The story starts with Ensei Tankado, a brilliant ex-NSA programmer, dying in Sevilla, Spain of what appears to be a heart attack. In his dying moments he hands a golden ring to one of the witnesses to his death. A professor of linguistics, David Becker who teaches at Georgetown University is sent to Spain by Commander Strathmore, the deputy director of NSA to retrieve this ring.


David’s fiancee, Susan Fletcher is the head of cryptography in the NSA, and like most popular fiction characters she’s inevitably an incredible beauty, a beauty to kill for as the story relates in the closing chapters (like most popular fiction this attribute is very necessary to keep the male readers involved).Susan is summoned by her workaholic boss on a Saturday, citing an ’’emergency’’ as the only reason.
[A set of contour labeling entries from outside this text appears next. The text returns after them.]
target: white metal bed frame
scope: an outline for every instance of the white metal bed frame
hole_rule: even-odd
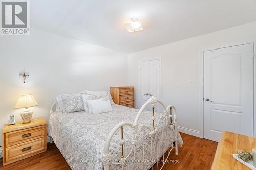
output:
[[[84,91],[83,91],[79,93],[84,93]],[[157,123],[156,127],[155,126],[155,107],[154,107],[154,105],[156,104],[157,103],[158,103],[161,105],[164,109],[164,113],[163,115],[160,116],[160,118],[159,120],[158,120],[158,122]],[[51,109],[50,110],[50,114],[51,114],[53,113],[54,111],[54,108],[56,106],[56,102],[55,102],[54,103],[52,104],[52,105],[51,107]],[[157,151],[157,154],[158,155],[158,153],[162,153],[162,156],[161,157],[162,157],[163,159],[163,164],[160,167],[160,165],[159,165],[159,161],[158,160],[160,160],[160,158],[158,158],[158,155],[157,155],[157,158],[156,159],[156,163],[157,164],[157,169],[159,170],[159,168],[160,169],[162,169],[163,167],[164,167],[165,163],[167,161],[167,160],[168,159],[169,156],[170,154],[171,151],[173,149],[175,149],[175,154],[176,155],[178,155],[178,142],[177,142],[177,113],[176,113],[176,110],[175,109],[175,107],[174,107],[172,105],[169,105],[167,107],[165,107],[164,105],[159,100],[157,100],[156,98],[152,96],[150,99],[148,99],[148,100],[144,104],[144,105],[141,107],[140,109],[139,110],[137,115],[135,117],[135,119],[133,123],[132,122],[122,122],[116,125],[111,130],[110,133],[109,134],[106,140],[105,143],[104,147],[104,151],[103,151],[103,165],[104,166],[104,169],[105,170],[109,170],[110,169],[110,166],[111,166],[111,164],[113,165],[119,165],[121,166],[121,167],[123,167],[123,165],[124,164],[124,163],[125,162],[126,160],[129,157],[129,156],[131,155],[133,150],[134,152],[134,155],[135,155],[135,149],[134,149],[135,148],[135,145],[136,143],[136,138],[137,138],[137,134],[136,134],[136,132],[138,131],[138,122],[139,119],[141,115],[141,114],[143,113],[143,111],[145,109],[145,108],[148,105],[151,105],[152,107],[152,116],[151,117],[151,119],[152,120],[152,130],[150,133],[149,133],[150,135],[150,138],[151,138],[151,146],[152,146],[152,140],[151,139],[152,138],[151,137],[154,135],[157,131],[162,131],[162,135],[163,135],[163,128],[162,129],[158,129],[158,125],[159,124],[159,123],[161,121],[165,121],[165,123],[166,125],[166,130],[167,131],[167,134],[168,134],[168,129],[170,128],[174,128],[174,130],[175,130],[175,141],[172,141],[171,143],[167,143],[168,144],[168,149],[167,151],[166,150],[163,150],[163,147],[162,147],[162,151],[161,151],[161,152],[158,152],[158,151],[161,150],[161,148],[159,148],[160,146],[157,144],[157,140],[156,140],[156,150]],[[56,107],[55,107],[56,108]],[[174,111],[172,111],[172,110],[173,110]],[[132,141],[132,144],[133,146],[132,147],[132,148],[131,149],[131,151],[129,152],[129,154],[126,156],[124,155],[124,145],[125,143],[125,140],[124,139],[123,137],[123,127],[124,126],[128,126],[130,127],[133,130],[133,136],[134,136],[133,140]],[[144,126],[143,125],[142,125],[142,126]],[[109,147],[110,145],[110,143],[111,139],[116,133],[116,132],[119,129],[119,128],[121,130],[121,140],[120,140],[120,145],[121,145],[121,156],[120,156],[120,161],[118,163],[114,163],[112,162],[112,156],[111,154],[109,153]],[[160,128],[159,128],[160,129]],[[144,138],[143,139],[144,140]],[[52,142],[52,139],[51,138],[51,142]],[[164,142],[168,142],[168,141],[164,141],[164,138],[162,137],[162,144],[163,145]],[[173,144],[173,142],[175,142],[175,145]],[[169,145],[172,144],[172,147],[170,149],[169,149]],[[144,143],[143,143],[144,144]],[[143,145],[143,159],[144,159],[144,145]],[[151,147],[152,148],[152,147]],[[164,154],[166,151],[168,151],[167,153],[167,157],[165,159],[164,158]],[[151,159],[152,160],[152,149],[151,148]],[[143,162],[143,169],[145,169],[145,165],[144,165],[144,162]],[[153,169],[153,166],[154,163],[151,163],[151,169]],[[135,167],[135,165],[134,165],[134,169],[136,169]]]

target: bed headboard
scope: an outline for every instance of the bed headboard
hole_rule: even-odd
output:
[[[86,90],[83,90],[77,94],[86,94]],[[57,105],[57,102],[55,101],[53,103],[50,109],[49,114],[51,114],[54,112],[56,111],[56,106]]]

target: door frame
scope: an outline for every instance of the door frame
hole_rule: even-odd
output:
[[[139,86],[138,86],[138,92],[137,92],[137,104],[136,104],[136,105],[137,105],[138,106],[137,107],[138,109],[140,109],[140,108],[139,107],[139,105],[140,105],[140,62],[145,62],[145,61],[152,61],[152,60],[159,60],[159,99],[158,99],[158,100],[161,100],[162,99],[162,84],[161,84],[161,80],[162,80],[162,59],[161,59],[161,56],[159,56],[159,57],[155,57],[155,58],[145,58],[145,59],[140,59],[138,61],[138,65],[139,65],[139,66],[138,66],[138,72],[139,72],[139,76],[138,77],[138,79],[139,79],[139,81],[138,81],[139,82]],[[160,108],[161,108],[161,107]],[[159,108],[159,109],[160,109]]]
[[[253,44],[254,60],[253,60],[253,137],[256,137],[256,41],[250,40],[242,41],[229,44],[223,44],[215,46],[209,47],[200,50],[200,57],[199,59],[199,110],[200,113],[200,137],[204,138],[204,52],[224,48],[232,46],[245,45],[248,44]]]

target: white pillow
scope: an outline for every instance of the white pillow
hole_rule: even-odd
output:
[[[112,107],[109,100],[93,101],[90,105],[93,110],[93,114],[108,112],[112,110]]]
[[[94,91],[86,90],[85,92],[87,95],[96,95],[97,97],[96,98],[96,99],[101,98],[103,97],[106,97],[108,99],[110,100],[110,104],[111,104],[111,105],[115,104],[115,103],[114,103],[110,92],[108,91]]]
[[[89,90],[86,90],[85,92],[87,94],[98,94],[101,93],[104,93],[106,92],[106,91],[89,91]]]
[[[88,110],[90,113],[93,113],[93,108],[92,107],[92,103],[94,103],[97,102],[104,101],[106,101],[106,99],[105,98],[100,98],[98,99],[94,100],[87,100],[86,102],[87,103],[87,105],[88,106]]]

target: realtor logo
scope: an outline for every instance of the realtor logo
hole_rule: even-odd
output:
[[[29,35],[28,0],[1,0],[1,35]]]

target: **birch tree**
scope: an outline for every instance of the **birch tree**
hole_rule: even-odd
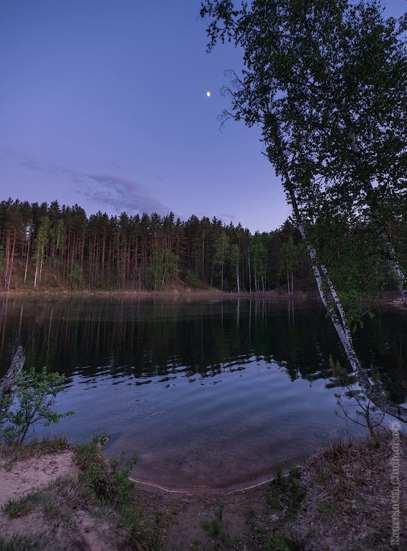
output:
[[[377,3],[372,2],[369,5],[375,16]],[[367,3],[362,2],[360,6],[362,10]],[[322,6],[326,12],[321,14]],[[309,32],[307,16],[305,14],[309,14],[309,10],[314,15],[318,12],[320,21],[327,22],[324,29],[324,34],[318,36],[318,40]],[[357,12],[352,12],[344,0],[323,3],[313,0],[254,0],[251,4],[251,10],[246,4],[243,4],[240,10],[235,9],[231,0],[206,0],[202,4],[201,15],[212,18],[208,28],[210,50],[217,40],[234,41],[236,45],[243,48],[245,67],[242,71],[241,78],[235,75],[234,90],[228,90],[232,96],[232,109],[230,112],[226,111],[223,113],[223,121],[232,118],[237,121],[243,120],[249,126],[261,126],[266,154],[281,177],[287,200],[293,208],[294,221],[307,248],[321,300],[332,320],[348,360],[358,376],[359,384],[383,411],[406,422],[407,409],[390,402],[382,388],[378,389],[377,386],[372,384],[368,371],[358,358],[346,311],[326,267],[319,262],[317,251],[309,240],[304,220],[305,216],[310,218],[311,221],[314,221],[313,215],[321,200],[325,200],[322,194],[328,196],[334,206],[340,205],[342,212],[349,210],[353,212],[355,208],[360,211],[367,209],[384,244],[387,260],[397,275],[399,288],[403,295],[404,276],[402,273],[397,272],[395,255],[389,249],[391,244],[389,245],[388,236],[384,236],[380,230],[379,194],[375,192],[375,200],[373,201],[371,195],[369,198],[366,194],[368,187],[373,188],[374,177],[377,178],[377,187],[381,185],[378,176],[384,176],[386,163],[380,160],[368,165],[364,160],[360,162],[360,156],[359,160],[355,160],[355,152],[352,149],[351,128],[349,129],[346,127],[345,129],[347,132],[345,132],[346,149],[343,147],[343,141],[338,147],[335,139],[336,131],[339,129],[343,134],[344,121],[344,114],[335,97],[340,87],[335,90],[329,87],[327,77],[329,65],[322,56],[317,56],[316,63],[309,63],[310,59],[314,61],[316,60],[315,43],[313,44],[311,41],[315,40],[319,48],[321,43],[324,43],[323,40],[318,41],[321,37],[329,40],[331,34],[340,36],[338,33],[335,35],[333,30],[341,28],[346,10],[352,17],[357,14]],[[304,24],[304,18],[306,25]],[[318,19],[315,19],[316,21]],[[390,26],[392,25],[393,23]],[[354,34],[359,32],[360,37],[362,34],[360,28],[355,27],[353,30]],[[394,45],[394,41],[393,44]],[[334,45],[338,47],[338,44]],[[402,57],[402,50],[397,50],[397,53],[399,59]],[[397,57],[395,53],[395,56]],[[336,64],[340,67],[346,65],[344,60],[340,58],[337,58]],[[357,74],[356,70],[353,74],[354,80]],[[399,80],[397,81],[398,85]],[[327,85],[328,94],[327,90],[324,90],[324,86]],[[406,91],[404,90],[403,93],[405,94]],[[356,97],[360,99],[359,96]],[[371,99],[373,96],[371,94],[369,97]],[[322,121],[324,124],[320,126],[316,125],[311,118],[314,113],[318,112],[318,101],[321,113],[325,116]],[[333,112],[332,109],[328,110],[328,104],[333,105]],[[314,111],[310,111],[311,107]],[[395,111],[403,108],[405,109],[405,106],[399,105]],[[330,127],[327,114],[332,114],[333,112],[340,124]],[[388,118],[388,110],[387,115]],[[390,127],[393,123],[393,123],[387,121]],[[404,132],[403,124],[400,123],[399,125],[400,134]],[[376,130],[380,125],[381,123],[376,120]],[[317,138],[319,142],[316,142]],[[403,148],[406,147],[406,141],[404,144],[397,140],[393,142],[393,150],[397,151],[399,157],[395,164],[405,163],[406,155]],[[318,152],[318,147],[320,149],[325,143],[329,146],[323,150],[324,153],[329,154],[328,162],[324,156],[317,158],[314,154],[314,152]],[[340,160],[343,159],[344,152],[352,158],[354,169],[351,174],[346,173],[351,185],[350,188],[343,185],[346,178],[342,172],[339,172],[338,180],[334,180],[333,186],[329,187],[324,168],[327,167],[331,170],[335,165],[334,161],[338,164]],[[387,157],[388,165],[390,160]],[[394,170],[389,170],[389,172],[397,174]],[[399,180],[393,183],[392,191],[395,194],[401,191],[402,196],[402,184]],[[381,191],[383,192],[382,189]]]
[[[386,228],[406,204],[406,18],[385,19],[375,0],[206,0],[201,14],[209,49],[243,48],[234,114],[243,106],[238,116],[258,122],[259,97],[278,112],[299,207],[311,218],[328,203],[338,217],[368,220],[407,304]]]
Now, if the boss is in love with her, I suppose he will make sure she’s ’’indispensable’’ to his efforts.


Susan finds out that Strathmore has been trying to break a program encrypted with ’’Digital Fortress’’, an encryption algorithm devised by Tankado, with the key for decryption available to the highest bidder. He uses a behemoth of a computer called TRANSLTOR which is supposed to break encryption code in ten minutes, something which would normally take a Cray supercomputer nineteen years to break and is fueled by three million processors, computing in parallel. With ’’Digital Fortress’’ the computer has had no success for the past eighteen hours.


Enter Greg Hale, another programmer who’s entry into the rarified atmosphere of the NSA was by exposing the intentions of the NSA in developing a encryption standard called ’’Stripjack’’. He has a penchant for snooping, fast cars, loud music systems and has the hots for Susan. In addition to that he’s an ex-Marine.
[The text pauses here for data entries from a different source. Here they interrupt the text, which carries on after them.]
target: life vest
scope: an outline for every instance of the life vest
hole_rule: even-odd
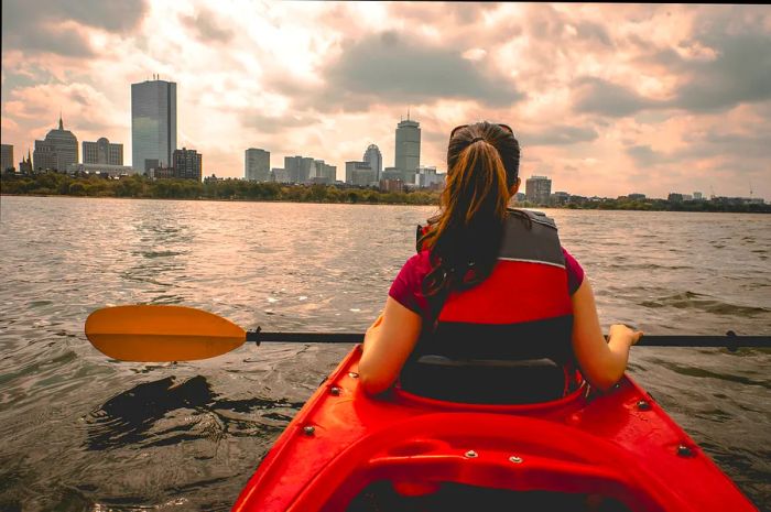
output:
[[[543,214],[524,213],[528,219],[518,215],[507,217],[498,262],[490,275],[469,290],[450,292],[445,298],[435,329],[424,329],[402,370],[403,389],[439,399],[445,399],[453,389],[454,397],[446,400],[459,401],[456,391],[464,385],[460,381],[471,380],[474,388],[503,385],[506,393],[515,395],[517,392],[509,389],[513,386],[512,375],[526,380],[532,378],[531,373],[550,372],[550,384],[541,386],[543,393],[535,396],[536,400],[531,400],[533,386],[529,385],[519,399],[493,393],[492,397],[474,401],[551,400],[576,386],[571,345],[573,305],[557,228],[554,220]],[[426,228],[419,227],[419,251],[426,232]],[[427,364],[430,359],[434,363]],[[439,370],[443,364],[436,361],[443,360],[445,368]],[[530,373],[521,367],[511,370],[517,361],[525,360],[551,361],[552,370]],[[449,383],[442,383],[446,379],[437,378],[453,373]],[[464,374],[467,375],[464,378]],[[506,382],[496,384],[501,375],[506,375]],[[480,384],[480,380],[491,382],[486,385]],[[478,390],[469,393],[478,394]],[[467,394],[461,393],[463,396]]]

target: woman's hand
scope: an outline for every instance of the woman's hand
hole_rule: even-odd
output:
[[[642,338],[642,330],[633,330],[623,324],[613,324],[608,330],[608,341],[618,340],[618,342],[623,342],[628,347],[637,345]]]

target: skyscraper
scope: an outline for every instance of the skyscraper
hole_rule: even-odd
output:
[[[123,144],[110,143],[105,137],[96,142],[83,141],[83,163],[123,165]]]
[[[195,150],[183,148],[181,150],[174,150],[173,159],[174,177],[197,179],[200,182],[200,178],[204,175],[204,165],[202,163],[203,157],[200,153]]]
[[[414,183],[415,172],[421,166],[421,124],[411,121],[408,113],[406,121],[397,124],[397,148],[394,167],[404,173],[404,181]]]
[[[379,181],[380,174],[383,172],[383,155],[380,154],[380,148],[374,144],[369,144],[361,160],[369,162],[369,166],[374,171],[374,179]]]
[[[176,84],[131,84],[131,165],[139,172],[169,166],[176,149]]]
[[[284,156],[284,168],[290,183],[305,183],[316,175],[316,164],[310,156]]]
[[[270,151],[249,148],[245,154],[243,178],[250,182],[270,181]]]
[[[374,170],[369,162],[346,162],[346,183],[358,186],[369,186],[376,183]]]
[[[552,181],[547,176],[530,176],[524,182],[524,196],[530,203],[547,205],[552,195]]]
[[[65,173],[69,164],[77,163],[77,138],[73,132],[64,129],[64,122],[59,116],[58,129],[51,130],[45,135],[45,140],[35,141],[34,168]]]
[[[6,172],[13,166],[13,144],[2,144],[2,163],[0,163],[0,172]]]

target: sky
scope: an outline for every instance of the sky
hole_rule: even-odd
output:
[[[616,197],[771,200],[768,6],[2,0],[2,142],[20,160],[62,111],[131,163],[131,87],[177,84],[177,145],[243,177],[302,154],[393,165],[410,111],[421,164],[450,130],[510,124],[520,176]]]

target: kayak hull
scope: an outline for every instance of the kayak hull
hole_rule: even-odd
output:
[[[625,377],[599,394],[478,405],[362,392],[357,346],[286,427],[234,511],[344,511],[373,482],[402,495],[445,482],[584,493],[632,511],[754,511],[663,410]]]

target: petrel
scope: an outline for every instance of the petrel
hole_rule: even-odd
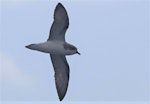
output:
[[[58,3],[54,11],[54,21],[46,42],[26,46],[31,50],[49,53],[55,71],[55,84],[59,100],[64,98],[69,83],[69,65],[66,55],[79,54],[77,48],[65,41],[65,33],[69,26],[67,11]]]

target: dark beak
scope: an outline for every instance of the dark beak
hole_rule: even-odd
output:
[[[80,53],[79,53],[78,51],[77,51],[76,53],[77,53],[78,55],[80,55]]]

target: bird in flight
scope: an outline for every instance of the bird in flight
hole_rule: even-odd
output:
[[[69,83],[69,65],[66,55],[79,54],[77,48],[65,41],[65,33],[69,26],[67,11],[61,3],[58,3],[54,11],[54,21],[46,42],[30,44],[26,46],[31,50],[50,54],[55,71],[55,84],[59,100],[62,101]]]

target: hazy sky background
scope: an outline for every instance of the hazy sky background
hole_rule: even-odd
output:
[[[25,48],[47,40],[58,2],[70,19],[66,40],[81,53],[67,56],[62,104],[148,104],[148,0],[1,0],[0,103],[60,104],[49,55]]]

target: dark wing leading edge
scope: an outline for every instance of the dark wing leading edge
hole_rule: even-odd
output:
[[[58,3],[54,11],[54,22],[51,26],[48,40],[65,41],[65,33],[68,26],[67,11],[61,3]]]
[[[55,84],[60,101],[64,98],[69,82],[69,65],[66,57],[50,54],[55,70]]]

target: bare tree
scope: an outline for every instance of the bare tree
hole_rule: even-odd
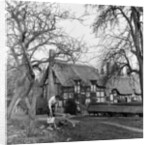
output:
[[[96,6],[98,16],[94,32],[104,34],[103,62],[114,61],[117,71],[128,68],[128,74],[139,76],[143,99],[143,8],[125,6]],[[137,67],[132,64],[133,57]]]
[[[68,11],[61,11],[57,4],[35,2],[6,2],[7,10],[7,46],[9,55],[15,62],[11,67],[18,70],[13,99],[8,108],[8,118],[18,101],[24,98],[29,110],[29,118],[35,119],[36,99],[42,94],[43,79],[35,79],[34,68],[49,62],[34,58],[35,52],[55,47],[54,58],[63,56],[73,60],[80,56],[81,42],[69,37],[57,23],[67,19]],[[43,76],[44,77],[44,76]]]

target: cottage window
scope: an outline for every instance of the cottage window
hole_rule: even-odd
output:
[[[96,81],[95,80],[91,81],[91,92],[96,92]]]
[[[74,91],[75,93],[80,93],[81,92],[81,81],[80,80],[76,80],[75,81],[75,86],[74,86]]]

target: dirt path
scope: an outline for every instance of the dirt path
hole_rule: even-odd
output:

Now I cannot make the connection between the intellectual capabilities of an ex-Marine and an ace programmer, because it is a widely known fact that your intellectual capabilities or lack of it, is a primary qualification for making the Marine Corps. (For all the ex-Marines reading this, I am not saying that you are dumb, I am just relating a cliche).
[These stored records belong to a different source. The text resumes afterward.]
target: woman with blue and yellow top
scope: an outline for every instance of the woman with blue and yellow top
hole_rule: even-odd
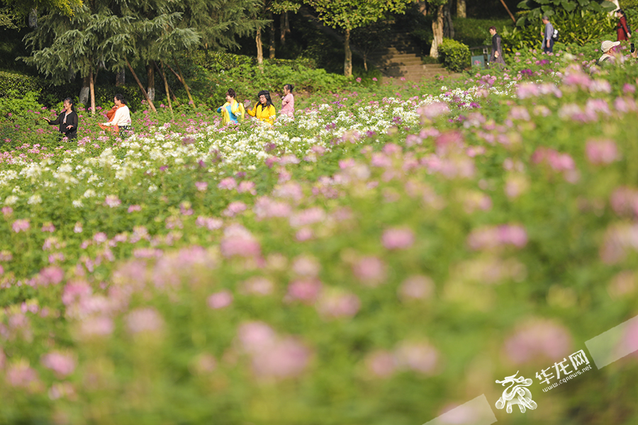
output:
[[[270,93],[266,90],[262,90],[257,94],[259,101],[254,104],[252,110],[250,109],[246,112],[251,117],[255,117],[260,121],[268,123],[271,125],[274,123],[275,108],[272,104],[272,100],[270,98]]]
[[[244,106],[235,100],[236,96],[235,90],[228,89],[228,91],[226,92],[226,103],[223,106],[217,108],[217,112],[222,113],[222,123],[224,125],[231,122],[237,124],[239,117],[244,120],[245,110]]]

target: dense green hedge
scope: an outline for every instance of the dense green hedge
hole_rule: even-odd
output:
[[[0,71],[0,97],[9,97],[9,94],[13,91],[22,94],[39,91],[45,85],[45,81],[37,76]]]
[[[455,40],[444,38],[439,46],[439,54],[444,66],[450,71],[458,72],[470,66],[469,47]]]
[[[198,50],[189,54],[189,57],[195,64],[213,72],[230,71],[240,65],[254,66],[257,64],[256,57],[225,53],[223,52]],[[308,58],[297,60],[272,59],[266,60],[271,64],[286,66],[295,69],[299,69],[300,67],[311,69],[317,67],[315,62]]]

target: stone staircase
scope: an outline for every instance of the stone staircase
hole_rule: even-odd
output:
[[[424,64],[418,47],[408,34],[393,33],[384,44],[370,55],[369,60],[388,79],[403,78],[405,81],[419,81],[449,74],[441,64]]]

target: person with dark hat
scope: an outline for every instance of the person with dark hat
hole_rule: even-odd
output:
[[[260,121],[267,123],[271,125],[274,123],[276,111],[272,100],[270,98],[270,92],[267,90],[262,90],[257,94],[259,101],[254,104],[254,107],[246,112],[251,117],[254,117]]]

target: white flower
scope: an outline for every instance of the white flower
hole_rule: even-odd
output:
[[[15,195],[10,195],[6,197],[6,199],[4,200],[4,205],[13,205],[16,202],[18,202],[18,197]]]
[[[29,200],[27,201],[27,203],[29,204],[30,205],[39,204],[41,203],[42,203],[42,196],[40,196],[38,193],[30,196]]]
The plot thickens, when the props enter the stage in the form of a PA, an assassin, an accountant, a security technician and of course a head of a Japanese software company trying to establish world-domination with the new encryption standard.


David stumbles through Spain, Susan randomly spews out some very well known ’’basic’’ facts at us in the form of demonstrating her ’’incredible’’ knowledge of the principles of cryptography and at every other moment seems to run to her ’’sugar-daddy’’, Strathmore when she’s lost. Strathmore puts on a serious facade, while secretly plotting as to how best to confess his love for Susan.


Terms like ’’firewall’’, ’’worm’’, ’’mutation strings’’ are applied randomly in the book to impress the uninitiated and the book touches as much computer security as the movie ’’Hackers’’ or ’’War Games’’.


Finally I find it hard to believe that the top brains at NSA do not know eight-grade chemistry, since the whole solution lies in the difference between the atomic numbers of two isotopes of the world’s most sought after element after gold. Mendeleev must be turning in his grave.


On the whole the book is strictly for entertainment, so if you go in expecting some light on computer security, you will be disappointed. I wouldn’t blame the author, since it is tough to write an entertaining non ’’geek only’’ book on computer security, but he didn’t have to take it to such ludicrous proportions.


If you are really interested in computer security, I would recommend a far more entertaining book by Bruce Schneier titled ’’Secrets and Lies : Digital Security in a Networked World’’.


And as far as the existence of a machine called ’’TRANSLTOR’’goes, quantum computers don’t exist..yet.